TSE DISCUTE SE COMPRA DE VOTOS PODE GERAR ABSOLVIÇÃO CÍVEL E CONDENAÇÃO CRIMINAL
A independência entre as instâncias cível e criminal é suficiente para permitir que a Justiça Eleitoral, com base nos mesmos fatos e provas, afaste a ocorrência do ilícito eleitoral de compra de votos, mas imponha pena criminal pela mesma conduta?
Absolvido do ilícito eleitoral, candidato foi condenado criminalmente por comprar votos ao fornecer gasolina a seus apoiadores
senivpetro/freepik
O tema está em julgamento no Tribunal Superior Eleitoral, que registrou divergência durante a sessão da noite de terça-feira (21/3). O caso foi interrompido por pedido de vista do ministro Ricardo Lewandowski, que prometeu retomar a discussão com breviedade.
A ação envolve o ex-vereador de Nova Andradina (MS), João Dan (PSDB), que nas eleições de 2016 distribuiu combustível a eleitores apoiadores de sua candidatura para participar de atos e carreata de campanha.

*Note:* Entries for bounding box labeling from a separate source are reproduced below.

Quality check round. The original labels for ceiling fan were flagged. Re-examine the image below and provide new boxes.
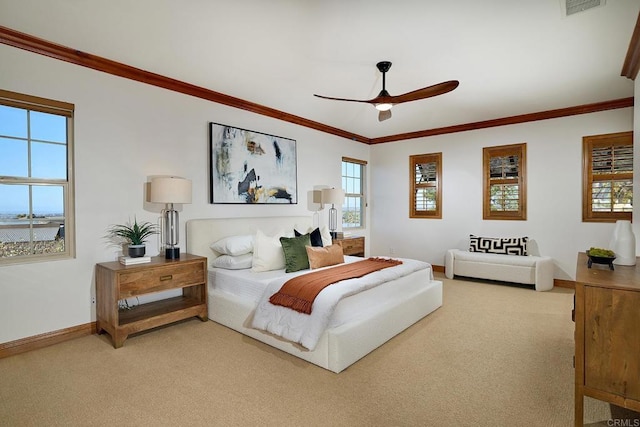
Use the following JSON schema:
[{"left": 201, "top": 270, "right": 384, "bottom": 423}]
[{"left": 313, "top": 61, "right": 460, "bottom": 121}]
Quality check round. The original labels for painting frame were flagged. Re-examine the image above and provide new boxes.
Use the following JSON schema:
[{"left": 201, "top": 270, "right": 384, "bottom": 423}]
[{"left": 209, "top": 122, "right": 298, "bottom": 205}]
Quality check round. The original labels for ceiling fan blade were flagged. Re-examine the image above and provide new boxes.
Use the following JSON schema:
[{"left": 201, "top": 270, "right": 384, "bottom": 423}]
[
  {"left": 378, "top": 110, "right": 391, "bottom": 122},
  {"left": 313, "top": 93, "right": 372, "bottom": 103},
  {"left": 391, "top": 80, "right": 460, "bottom": 104}
]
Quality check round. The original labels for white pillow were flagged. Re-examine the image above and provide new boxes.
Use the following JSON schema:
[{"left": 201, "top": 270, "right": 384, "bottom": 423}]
[
  {"left": 210, "top": 234, "right": 253, "bottom": 256},
  {"left": 320, "top": 225, "right": 333, "bottom": 246},
  {"left": 251, "top": 230, "right": 286, "bottom": 272},
  {"left": 211, "top": 254, "right": 253, "bottom": 270}
]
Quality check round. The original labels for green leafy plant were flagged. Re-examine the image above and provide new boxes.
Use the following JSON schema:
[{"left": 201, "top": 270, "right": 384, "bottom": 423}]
[
  {"left": 107, "top": 218, "right": 158, "bottom": 245},
  {"left": 588, "top": 247, "right": 616, "bottom": 258}
]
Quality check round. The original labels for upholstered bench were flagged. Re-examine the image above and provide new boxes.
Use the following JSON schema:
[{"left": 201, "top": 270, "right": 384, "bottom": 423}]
[{"left": 445, "top": 249, "right": 553, "bottom": 291}]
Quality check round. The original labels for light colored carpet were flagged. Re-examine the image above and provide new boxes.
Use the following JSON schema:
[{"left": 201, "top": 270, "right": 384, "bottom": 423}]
[{"left": 0, "top": 278, "right": 611, "bottom": 427}]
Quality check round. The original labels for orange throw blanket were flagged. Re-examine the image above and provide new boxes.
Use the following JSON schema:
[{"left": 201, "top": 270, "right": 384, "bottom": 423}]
[{"left": 269, "top": 258, "right": 402, "bottom": 314}]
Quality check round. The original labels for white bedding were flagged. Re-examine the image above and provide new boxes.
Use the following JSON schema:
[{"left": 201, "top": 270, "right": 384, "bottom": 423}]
[
  {"left": 186, "top": 216, "right": 442, "bottom": 373},
  {"left": 252, "top": 259, "right": 433, "bottom": 350}
]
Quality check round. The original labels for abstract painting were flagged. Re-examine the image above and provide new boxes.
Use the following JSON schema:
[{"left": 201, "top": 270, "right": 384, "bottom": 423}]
[{"left": 209, "top": 123, "right": 298, "bottom": 204}]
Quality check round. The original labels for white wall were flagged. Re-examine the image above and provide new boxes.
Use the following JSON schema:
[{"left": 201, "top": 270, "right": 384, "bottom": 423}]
[
  {"left": 369, "top": 108, "right": 640, "bottom": 280},
  {"left": 0, "top": 45, "right": 369, "bottom": 343},
  {"left": 0, "top": 41, "right": 640, "bottom": 343}
]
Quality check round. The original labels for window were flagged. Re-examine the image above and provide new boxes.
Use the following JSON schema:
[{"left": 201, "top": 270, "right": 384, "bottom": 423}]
[
  {"left": 342, "top": 157, "right": 367, "bottom": 229},
  {"left": 409, "top": 153, "right": 442, "bottom": 218},
  {"left": 0, "top": 90, "right": 74, "bottom": 264},
  {"left": 582, "top": 132, "right": 633, "bottom": 222},
  {"left": 482, "top": 144, "right": 527, "bottom": 220}
]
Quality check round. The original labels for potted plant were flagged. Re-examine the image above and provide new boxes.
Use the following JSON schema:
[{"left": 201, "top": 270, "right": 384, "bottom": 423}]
[{"left": 108, "top": 218, "right": 158, "bottom": 258}]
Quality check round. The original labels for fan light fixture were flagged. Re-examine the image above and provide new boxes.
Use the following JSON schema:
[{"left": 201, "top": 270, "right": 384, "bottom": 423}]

Ele foi alvo de ações sob acusação da compra de votos.
Na seara cível-eleitoral, o Tribunal Regional Eleitoral julgou a ação de investigação judicial eleitoral contra ele improcedente, por entender que as provas eram insuficientes para comprovar a prática da captação ilícita de sufrágio, ilícito descrito na Lei Complementar 64/1990.
Posteriormente, com base exatamente nos mesmos fatos e provas, o TRE-MS condenou João Dan a 3 anos e 4 meses de prisão em regime inicial aberto pelo crime descrito no artigo 299 do Código Eleitoral: dar qualquer vantagem para obter voto.
O tema desafia o princípio da independência das instâncias judiciais, já consagrado pelo Supremo Tribunal Federal. Ele indica que a decisão na seara civil, penal ou administrativa não influi na análise dos mesmos fatos pelas demais esferas. A exceção é quando há absolvição por inexistência de fato ou de negativa de autoria.
Para o ministro Raul Araújo, há incongruência em afastar ilícito por falta de prova de dolo, mas condenar penalmente
Antonio Augusto/Secom/TSE
Dolo pra um e pra outro
Relator, o ministro Alexandre de Moraes votou por manter a condenação criminal. A razão é predominantemente processual: para afastar a condenação de João Dan, o TSE precisaria analisar fatos e provas, medida vedada em seus julgamentos por conta da Súmula 24.
Abriu a divergência o ministro Raul Araújo, para quem há uma incongruência grave na conduta do TRE-MS. Isso porque ambos os casos se baseiam nos mesmos fatos e passam por uma definição: que o ato praticado tenha a específica finalidade de obter votos.
A jurisprudência do TSE indica que o ilícito cível-eleitoral de captação ilícita de sufrágio depende de três critérios: a conduta de oferecer ou prometer vantagem pessoal, a finalidade de obter votos em troca disso e o ato ter sido praticado no período eleitoral.
Já a condenação criminal tem duas elementares: o dolo específico de obter o voto do eleitor e prova robusta da pratica criminosa. Isso faz com que exista uma relação de prejudicialidade entre ambas as instâncias criminais, já que a independência entre elas não é absoluta.
"Como pode o tribunal regional, com esteio nos mesmos fatos e provas, entender no feito cível que não houve intenção de comprar votos e, no feito criminal, perfilar conclusão oposta, assentando que houve dolo especifico em corromper voto do eleitor?", indagou o ministro Raul.
Coerência em questão
O voto divergente ainda aponta que a absolvição na Aije foi confirmada pelo próprio TSE. Logo, cabe à Corte, por coerência, ter a mesma conclusão sobre a inexistência do dolo de comprar votos, o que levará à absolvição do acusado na ação criminal.
O ministro Alexandre de Moraes, por sua vez, não vê incoerência em manter a condenação. Ele defendeu que, em ambos os casos, o TSE se atenha à análise de fatos e provas feita pelo TRE-MS. "Se não analisamos as provas na outra ação, por que poderíamos analisar nessa?", indagou.